Karl Popper, La Société ouverte et ses ennemis, tome 1, 1945, tr. fr. Jacqueline Bernard et Jacques Monod, Points essais, 2048, p. 138-141.



  "Le sens de l'État est dans l'existence de l'individu libre et raisonnable. L'État est justifié pour l'individu raisonnable, car c'est l'État qui rend possible la vie sensée de cet individu. Pourtant, l'État ne s'identifie pas avec ce dont il est la condition : la vie de l'individu raisonnable et libre ne peut durer qu'en lui, mais ce n'est pas de lui qu'elle tire son sens positif.
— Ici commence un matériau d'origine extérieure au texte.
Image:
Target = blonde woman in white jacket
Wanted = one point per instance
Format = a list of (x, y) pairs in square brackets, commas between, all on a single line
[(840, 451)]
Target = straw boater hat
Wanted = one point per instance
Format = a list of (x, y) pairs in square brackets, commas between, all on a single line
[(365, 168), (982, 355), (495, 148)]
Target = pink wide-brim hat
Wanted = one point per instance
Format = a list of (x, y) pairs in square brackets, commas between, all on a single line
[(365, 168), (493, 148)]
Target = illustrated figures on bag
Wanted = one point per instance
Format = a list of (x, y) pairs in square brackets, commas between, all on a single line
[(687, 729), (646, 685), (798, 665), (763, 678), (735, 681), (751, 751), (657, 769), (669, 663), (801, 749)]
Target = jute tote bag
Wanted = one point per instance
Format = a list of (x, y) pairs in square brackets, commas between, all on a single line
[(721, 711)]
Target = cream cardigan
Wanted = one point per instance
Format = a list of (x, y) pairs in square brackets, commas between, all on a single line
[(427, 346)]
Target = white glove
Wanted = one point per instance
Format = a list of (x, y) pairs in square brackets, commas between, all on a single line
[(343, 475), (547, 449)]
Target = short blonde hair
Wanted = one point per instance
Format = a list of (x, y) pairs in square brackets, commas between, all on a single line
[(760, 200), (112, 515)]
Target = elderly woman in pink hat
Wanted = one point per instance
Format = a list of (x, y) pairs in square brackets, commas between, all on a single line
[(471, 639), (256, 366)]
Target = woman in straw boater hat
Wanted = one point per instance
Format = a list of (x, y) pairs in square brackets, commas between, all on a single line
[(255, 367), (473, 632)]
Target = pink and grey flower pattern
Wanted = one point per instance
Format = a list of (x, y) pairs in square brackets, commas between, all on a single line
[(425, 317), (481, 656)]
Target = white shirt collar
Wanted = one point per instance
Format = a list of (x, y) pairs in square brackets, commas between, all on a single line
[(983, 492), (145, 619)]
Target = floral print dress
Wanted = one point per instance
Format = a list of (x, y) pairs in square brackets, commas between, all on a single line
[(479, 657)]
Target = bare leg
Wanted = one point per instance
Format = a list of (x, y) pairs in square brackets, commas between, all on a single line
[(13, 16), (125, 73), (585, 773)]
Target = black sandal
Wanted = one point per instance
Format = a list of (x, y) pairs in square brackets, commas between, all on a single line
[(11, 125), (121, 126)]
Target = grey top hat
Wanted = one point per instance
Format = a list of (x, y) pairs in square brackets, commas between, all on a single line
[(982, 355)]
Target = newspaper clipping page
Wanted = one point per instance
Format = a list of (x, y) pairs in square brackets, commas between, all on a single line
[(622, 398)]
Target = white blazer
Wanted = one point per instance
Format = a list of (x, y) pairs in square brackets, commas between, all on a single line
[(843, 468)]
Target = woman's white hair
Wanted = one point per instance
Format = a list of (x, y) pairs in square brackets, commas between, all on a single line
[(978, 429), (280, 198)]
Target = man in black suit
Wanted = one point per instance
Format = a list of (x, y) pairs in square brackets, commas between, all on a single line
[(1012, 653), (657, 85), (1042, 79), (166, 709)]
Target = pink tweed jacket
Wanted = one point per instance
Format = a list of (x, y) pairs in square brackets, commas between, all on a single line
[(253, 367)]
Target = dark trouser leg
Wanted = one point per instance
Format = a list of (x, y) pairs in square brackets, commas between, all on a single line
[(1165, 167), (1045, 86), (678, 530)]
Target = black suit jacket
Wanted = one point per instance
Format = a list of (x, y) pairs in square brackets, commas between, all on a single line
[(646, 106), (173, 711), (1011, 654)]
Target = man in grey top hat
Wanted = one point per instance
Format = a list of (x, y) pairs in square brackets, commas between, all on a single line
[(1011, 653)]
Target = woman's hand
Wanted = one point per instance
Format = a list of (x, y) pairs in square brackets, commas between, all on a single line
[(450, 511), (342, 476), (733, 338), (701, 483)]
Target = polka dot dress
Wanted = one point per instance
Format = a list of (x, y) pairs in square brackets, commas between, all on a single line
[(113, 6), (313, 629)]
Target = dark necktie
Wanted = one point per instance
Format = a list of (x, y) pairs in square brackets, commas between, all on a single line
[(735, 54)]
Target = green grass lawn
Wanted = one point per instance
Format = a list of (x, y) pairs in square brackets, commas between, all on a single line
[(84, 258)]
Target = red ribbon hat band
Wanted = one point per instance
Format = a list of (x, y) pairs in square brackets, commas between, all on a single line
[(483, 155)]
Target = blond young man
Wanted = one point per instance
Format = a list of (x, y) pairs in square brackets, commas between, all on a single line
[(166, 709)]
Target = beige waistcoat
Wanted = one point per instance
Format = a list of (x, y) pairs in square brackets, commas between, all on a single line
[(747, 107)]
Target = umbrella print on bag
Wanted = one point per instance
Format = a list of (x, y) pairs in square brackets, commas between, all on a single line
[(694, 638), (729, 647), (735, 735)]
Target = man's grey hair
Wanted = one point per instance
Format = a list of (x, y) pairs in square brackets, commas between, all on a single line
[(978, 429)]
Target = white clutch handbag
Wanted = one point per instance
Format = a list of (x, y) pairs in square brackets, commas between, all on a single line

Seul le citoyen d'un État raisonnable peut être homme au sens fort du terme, homme complètement développé, homme vertueux ; mais même un tel État ne garantit nullement à lui seul, que tous ses citoyens aillent au bout de toutes leurs possibilités. L'État raisonnable est condition nécessaire ; il est même condition suffisante en ce que l'individu ne peut pas raisonnablement exiger de l'État plus que lui offre cet État ; mais il n'est pas condition suffisante en ce sens qu'il élèverait tout individu à toute la perfection dont cet individu est capable : il ne saurait l'être, puisque la condition suffisante, ainsi comprise, serait la négation de la liberté."
 

 Eric Weil, Philosophie politique, 1955, Vrin, p. 257.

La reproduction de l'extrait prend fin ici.